LZIP is a top choice for reliable, robust long-term archiving of data. With any compression algorithm, the defaults are often not the best choice for very large datasets as encountered in radio science or geoscience in general.

Lzip for large datasets: LZIP options we’ve used for large datasets (here with file extension .bin).

Create a file MANIFEST with a list of files to archive. You can do this manually or with a find command, like:

find . *.bin > MANIFEST

Create a checksum of the files

nice sha256sum $(< MANIFEST) > SHA256SUM

Zip up the files into filename.tar.lz

tar cvf - $(< MANIFEST) | plzip -0 > filename.tar.lz

Lzip single large file: create my.bin.lz.

plzip -k -0 my.big
-k
do NOT have lzip delete the original file

LZIP options: plzip is the multithreaded version of lzip that uses all the virtual cores of your CPU, to go at least N times faster when N is the number of physical CPU cores.
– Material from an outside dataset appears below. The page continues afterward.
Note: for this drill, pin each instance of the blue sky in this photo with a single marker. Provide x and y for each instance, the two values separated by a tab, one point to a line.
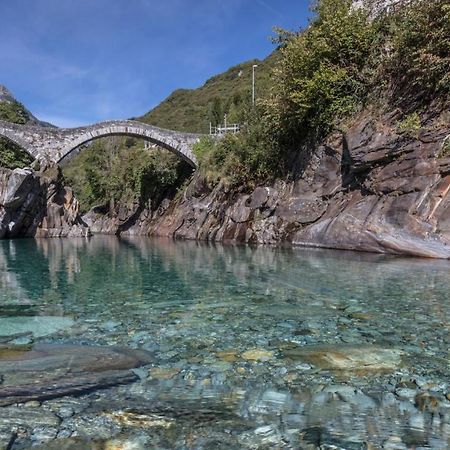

This compresses the files down to 30-50 % of their original size while being as fast as possible. See the benchmark observations for that greatly increased CPU time doesn’t help compress much more.
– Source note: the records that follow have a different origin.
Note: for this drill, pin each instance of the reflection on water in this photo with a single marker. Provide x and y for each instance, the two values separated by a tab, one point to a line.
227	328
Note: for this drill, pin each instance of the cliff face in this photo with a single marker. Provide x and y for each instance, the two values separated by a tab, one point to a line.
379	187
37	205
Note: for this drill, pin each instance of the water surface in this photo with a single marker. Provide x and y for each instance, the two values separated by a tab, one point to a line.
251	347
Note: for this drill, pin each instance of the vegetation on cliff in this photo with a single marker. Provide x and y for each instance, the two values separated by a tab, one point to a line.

tar -I didn’t work for lzip: for some reason, on my PC, the -I 'lzip -0' option of tar doesn’t have any effect–it uses the -9 option of lzip regardless..

LZIP benchmarks: for a 106.9 MByte 16-bit software defined radio dataset (a short test file) I found the table below. It’s immediately evident that for large, high-entropy (noisy natural geoscience data) that very low compression settings are appropriate. Similar results for LZMA compression options for large datasets of geoscience auroral video.

It may be possible to tweak further improvements by using dictionary size and match length options, if someone has an extremely large noisy dataset compression problem (e.g. CERN).

Lzip - Compression ratio time (seconds)
0 0.471 5.6
1 0.448 18.7
2 0.447 30.8
6 0.407 95.2
9 0.400 116.2

Compression of very noisy datasets: why is there often little advantage in noisy geoscience datasets for high compression settings? At the most basic level, lossless compression is about finding redundancies in the files. Self-similarities, autocorrelation, and the like. Nature is an incredibly powerful random number generator–the opposite of what compression algorithms need. In contrast to the high-SNR image and text data used by most of the populace, scientists, and geoscientists in particular have instruments that use a very large dynamic range with high sensitivity. For the radio science and scientific camera domains (two areas of my expertise), this typically means 16-bit high speed ADCs where most of the time, several bits are uniformly zero, and the rest of the bits are highly random, with a slowly changing bias value.

In practical terms, a trivial lossless compression algorithm eliminates those high bits that are so often zero, but even a very advanced lossless algorithm will have trouble getting further compression benefit vs. CPU cycles on typical remote sensing datasets.